Design based on frequency sampling: Procedure

Based on the design of the same causal low pass filter with cutoff frequency $\theta_c \approx \frac{\pi}{2}$, but now with linear phase, the design procedure of the frequency sampling approach contains the following basic steps:

  1. Define the frequency response $H(e^{j\theta})$ on $M$ uniformly distributed points between $\theta=0$ and $\theta=2\pi$ and take care of a phase shift in order to obtain a linear phase filter. For the example the DFT values are defined as follows: \begin{equation}\label{Eq:FreqLinPhase} H[k]= \begin{cases} e^{-j\color{red}{\bf{16}} \frac{2 \pi}{33} \cdot k} & 0 \leq k \leq 8 \\ 0 & 9 \leq k \leq 24 \\ e^{-j\color{red}{\bf{16}} \frac{2 \pi}{33} \cdot k} & 25 \leq k \leq 32 \end{cases} \end{equation} These DFT values are depicted in Fig. 7 in black, the left hand plot side show the DFT magnitudes samples $|H[k]|$ and the right hand plot shows the phase of the DFT samples.
    Magnitude and Phase response of frequency sampling filter with linear phase according equation (\ref{Eq:FreqLinPhase}): DFT samples are denoted in black. The red and blue lines show the FTD results.
  2. To verify, the impulse response $h[n]$ of the FIR filter can be calculated via the Inverse DFT of equation (\ref{Eq:FreqLinPhase}), which results in a symmetric function around the center point at $n=16$, as depicted in Fig. 8.
    Impulse response obtained via the inverse DFT of equation (\ref{Eq:FreqLinPhase}).
    Impulse response obtained via the inverse DFT of equation (\ref{Eq:FreqLinPhase}).
    In this case and the shape of the impulse response represents a sampled Dirichlet, or sinc-like, function, which is indeed the inverse Fourier representation of a Low Pass Filter.
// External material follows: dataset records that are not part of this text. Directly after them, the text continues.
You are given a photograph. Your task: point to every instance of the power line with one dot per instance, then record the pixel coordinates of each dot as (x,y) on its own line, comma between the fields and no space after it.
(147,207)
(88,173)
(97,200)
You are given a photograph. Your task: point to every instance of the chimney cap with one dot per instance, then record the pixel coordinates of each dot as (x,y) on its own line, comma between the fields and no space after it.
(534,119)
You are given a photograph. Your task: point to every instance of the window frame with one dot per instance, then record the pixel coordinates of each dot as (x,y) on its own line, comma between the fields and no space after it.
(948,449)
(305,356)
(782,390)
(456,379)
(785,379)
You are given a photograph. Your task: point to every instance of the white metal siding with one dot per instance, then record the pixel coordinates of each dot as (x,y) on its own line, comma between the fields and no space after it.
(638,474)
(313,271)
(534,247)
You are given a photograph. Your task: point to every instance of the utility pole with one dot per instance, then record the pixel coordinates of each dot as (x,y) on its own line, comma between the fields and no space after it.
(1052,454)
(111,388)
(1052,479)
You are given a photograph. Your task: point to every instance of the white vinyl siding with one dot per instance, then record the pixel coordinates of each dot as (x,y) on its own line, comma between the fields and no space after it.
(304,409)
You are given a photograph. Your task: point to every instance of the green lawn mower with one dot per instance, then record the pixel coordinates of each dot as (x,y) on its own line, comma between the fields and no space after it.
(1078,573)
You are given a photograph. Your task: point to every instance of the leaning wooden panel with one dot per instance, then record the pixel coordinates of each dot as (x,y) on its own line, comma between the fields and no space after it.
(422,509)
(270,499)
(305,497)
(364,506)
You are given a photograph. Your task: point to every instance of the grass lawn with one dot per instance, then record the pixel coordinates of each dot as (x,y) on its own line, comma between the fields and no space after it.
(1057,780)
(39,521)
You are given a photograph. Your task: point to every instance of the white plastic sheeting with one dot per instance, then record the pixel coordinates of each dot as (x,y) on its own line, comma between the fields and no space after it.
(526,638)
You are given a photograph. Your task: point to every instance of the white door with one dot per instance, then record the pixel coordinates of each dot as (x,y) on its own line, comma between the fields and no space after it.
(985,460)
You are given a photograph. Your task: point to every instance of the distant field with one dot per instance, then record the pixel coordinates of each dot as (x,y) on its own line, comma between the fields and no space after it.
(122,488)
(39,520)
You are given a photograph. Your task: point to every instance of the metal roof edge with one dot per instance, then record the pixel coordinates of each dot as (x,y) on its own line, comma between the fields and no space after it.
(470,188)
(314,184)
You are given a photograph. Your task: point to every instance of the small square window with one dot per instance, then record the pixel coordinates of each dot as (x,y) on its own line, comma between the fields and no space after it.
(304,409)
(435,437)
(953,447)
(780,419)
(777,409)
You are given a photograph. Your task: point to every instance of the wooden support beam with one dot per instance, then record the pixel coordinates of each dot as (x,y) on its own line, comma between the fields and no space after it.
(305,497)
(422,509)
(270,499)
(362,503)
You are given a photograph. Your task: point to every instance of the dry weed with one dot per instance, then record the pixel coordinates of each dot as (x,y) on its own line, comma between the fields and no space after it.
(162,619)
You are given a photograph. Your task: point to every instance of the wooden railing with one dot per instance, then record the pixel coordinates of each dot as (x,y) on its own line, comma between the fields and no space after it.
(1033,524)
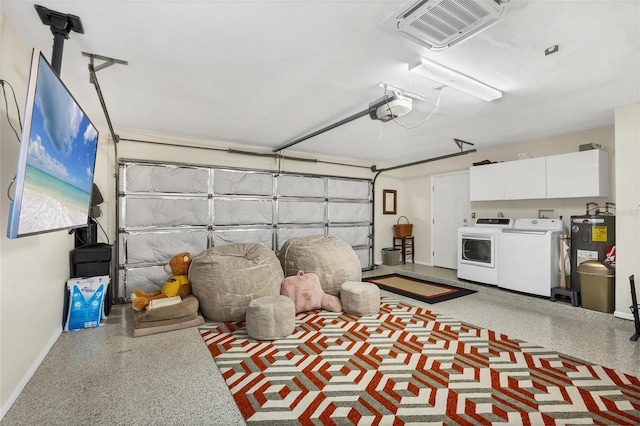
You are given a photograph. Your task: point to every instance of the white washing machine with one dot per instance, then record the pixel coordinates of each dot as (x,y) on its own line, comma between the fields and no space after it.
(478,249)
(529,256)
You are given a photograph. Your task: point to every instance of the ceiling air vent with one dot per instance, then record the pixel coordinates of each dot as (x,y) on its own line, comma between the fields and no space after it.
(439,24)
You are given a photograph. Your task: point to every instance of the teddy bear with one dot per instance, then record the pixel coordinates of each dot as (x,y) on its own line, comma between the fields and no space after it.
(177,285)
(307,294)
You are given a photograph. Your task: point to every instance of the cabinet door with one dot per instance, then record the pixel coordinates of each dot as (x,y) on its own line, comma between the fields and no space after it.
(486,182)
(525,179)
(578,174)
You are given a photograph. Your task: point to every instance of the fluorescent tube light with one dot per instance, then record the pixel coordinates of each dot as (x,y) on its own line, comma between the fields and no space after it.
(454,79)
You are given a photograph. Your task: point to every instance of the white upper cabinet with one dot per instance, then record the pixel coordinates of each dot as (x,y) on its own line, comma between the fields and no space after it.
(525,179)
(486,182)
(578,174)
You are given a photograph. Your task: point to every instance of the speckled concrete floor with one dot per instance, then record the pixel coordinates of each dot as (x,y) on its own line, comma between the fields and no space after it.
(106,377)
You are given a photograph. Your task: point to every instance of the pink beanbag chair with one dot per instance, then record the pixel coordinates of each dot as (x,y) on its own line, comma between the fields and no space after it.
(307,294)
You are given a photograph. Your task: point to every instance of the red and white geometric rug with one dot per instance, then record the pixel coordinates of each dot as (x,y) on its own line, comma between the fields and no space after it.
(410,365)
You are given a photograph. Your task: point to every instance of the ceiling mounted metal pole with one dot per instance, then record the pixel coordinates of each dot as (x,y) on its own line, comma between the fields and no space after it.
(61,24)
(93,79)
(324,129)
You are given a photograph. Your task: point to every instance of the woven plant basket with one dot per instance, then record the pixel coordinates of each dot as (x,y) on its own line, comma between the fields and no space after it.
(402,229)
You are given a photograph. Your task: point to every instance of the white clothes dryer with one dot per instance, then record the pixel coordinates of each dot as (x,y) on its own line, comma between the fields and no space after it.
(529,256)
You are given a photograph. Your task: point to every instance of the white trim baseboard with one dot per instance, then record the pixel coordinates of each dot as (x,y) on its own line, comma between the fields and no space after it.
(623,315)
(30,372)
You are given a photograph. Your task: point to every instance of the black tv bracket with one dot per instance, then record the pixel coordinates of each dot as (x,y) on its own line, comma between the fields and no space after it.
(93,79)
(61,24)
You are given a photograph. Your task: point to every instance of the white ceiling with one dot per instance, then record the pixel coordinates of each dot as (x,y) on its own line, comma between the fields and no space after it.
(264,73)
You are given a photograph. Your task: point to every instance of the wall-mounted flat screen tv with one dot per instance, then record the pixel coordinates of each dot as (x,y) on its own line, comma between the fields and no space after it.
(54,177)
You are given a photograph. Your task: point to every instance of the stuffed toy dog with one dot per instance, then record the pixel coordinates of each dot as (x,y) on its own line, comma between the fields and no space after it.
(307,294)
(177,285)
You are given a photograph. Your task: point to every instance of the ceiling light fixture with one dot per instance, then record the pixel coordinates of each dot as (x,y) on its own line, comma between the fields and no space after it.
(454,79)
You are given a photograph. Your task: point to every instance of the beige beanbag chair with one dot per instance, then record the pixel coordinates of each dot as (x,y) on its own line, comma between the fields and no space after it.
(332,259)
(227,278)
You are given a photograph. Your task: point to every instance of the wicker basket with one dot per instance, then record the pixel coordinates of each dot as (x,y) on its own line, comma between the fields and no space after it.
(402,229)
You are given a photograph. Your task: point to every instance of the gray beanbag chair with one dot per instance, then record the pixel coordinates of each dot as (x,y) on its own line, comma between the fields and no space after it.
(332,259)
(227,278)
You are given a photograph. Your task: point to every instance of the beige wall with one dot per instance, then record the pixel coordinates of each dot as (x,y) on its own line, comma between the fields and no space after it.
(627,122)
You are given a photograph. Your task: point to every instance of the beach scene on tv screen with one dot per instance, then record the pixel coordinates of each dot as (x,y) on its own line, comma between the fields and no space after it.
(60,160)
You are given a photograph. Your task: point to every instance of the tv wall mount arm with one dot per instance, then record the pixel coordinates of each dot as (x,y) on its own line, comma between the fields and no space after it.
(61,24)
(93,79)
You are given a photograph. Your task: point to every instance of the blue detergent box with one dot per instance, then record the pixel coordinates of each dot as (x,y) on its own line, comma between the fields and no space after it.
(86,302)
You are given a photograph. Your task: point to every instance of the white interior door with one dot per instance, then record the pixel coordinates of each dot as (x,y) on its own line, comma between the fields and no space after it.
(449,211)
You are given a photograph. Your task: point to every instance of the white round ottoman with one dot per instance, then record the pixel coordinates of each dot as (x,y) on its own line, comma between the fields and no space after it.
(271,317)
(360,298)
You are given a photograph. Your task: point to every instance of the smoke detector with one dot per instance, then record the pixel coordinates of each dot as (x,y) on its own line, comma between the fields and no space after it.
(440,24)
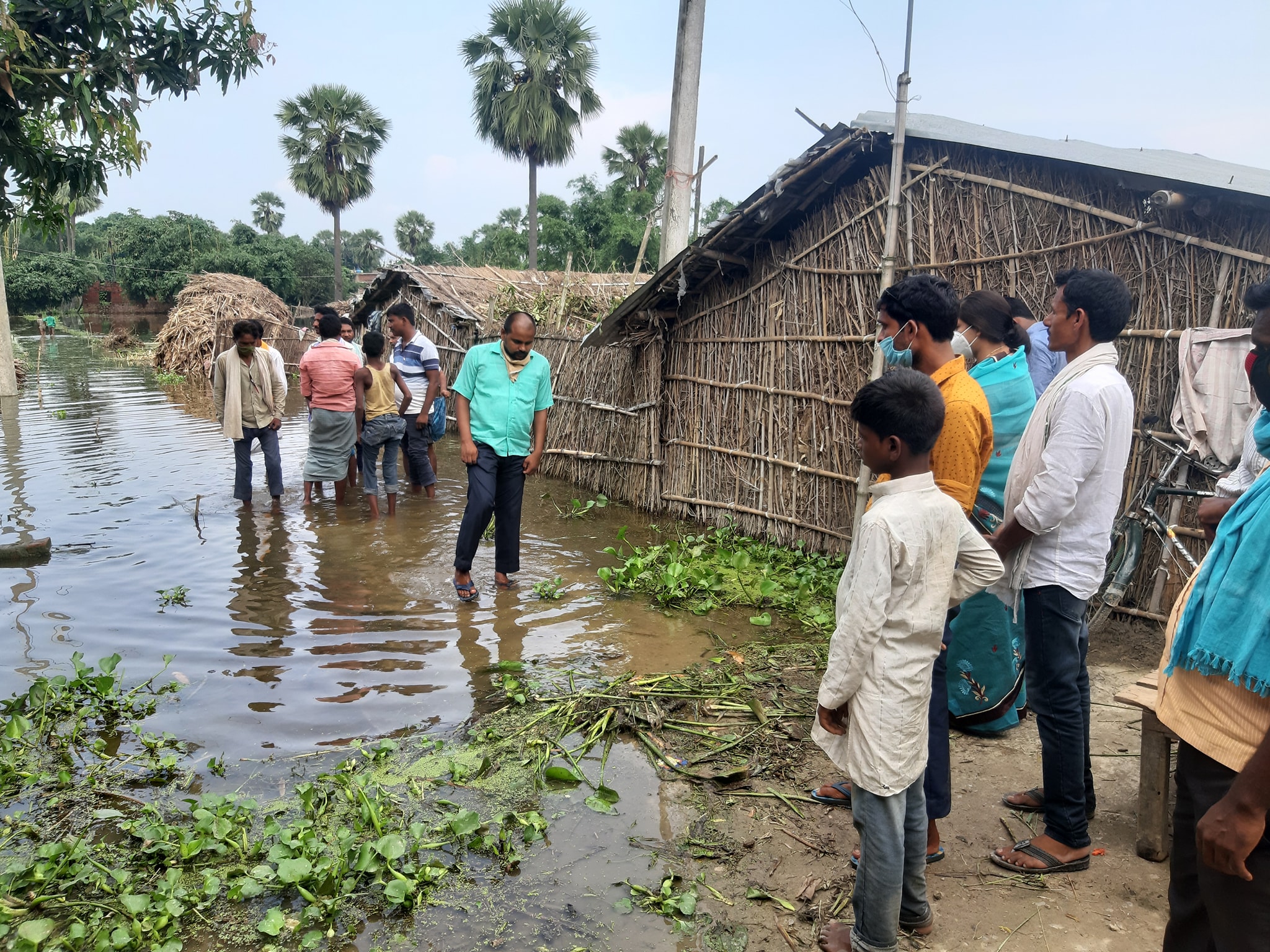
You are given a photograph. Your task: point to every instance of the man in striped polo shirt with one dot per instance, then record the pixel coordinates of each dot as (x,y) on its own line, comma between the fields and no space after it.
(417,358)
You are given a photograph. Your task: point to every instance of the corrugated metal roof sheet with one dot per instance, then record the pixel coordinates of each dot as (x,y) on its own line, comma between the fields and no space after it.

    The approximation of the frequency response can be evaluated by applying the FTD to these $M=33$ weights of the impulse response $h[n]$. The red drawn curve at the left hand side of Fig. 7 shows the magnitude response $|H(e^{j\theta})|$. The blue drawn curve at the right hand side shows the phase response $\angle{H(e^{j\theta})}$. Both as a functions are depicted as a function of the continuous frequency $\theta$ in the range $\theta=0$ and $\theta=2\pi$.

  3. Finally the filter can be implemented with the cascaded parallel structure as depicted in Fig. 4.

From this procedure it follows that this method only guarantees correct frequency response values at the points that were DFT weights are defined, thus at $M$ uniformly distributed frequencies $k \cdot \frac{2 \pi}{M}$. For this reason the design can be refined by pre defining the frequency response at more, uniformly spaced, frequencies especially to make the transition steps smaller.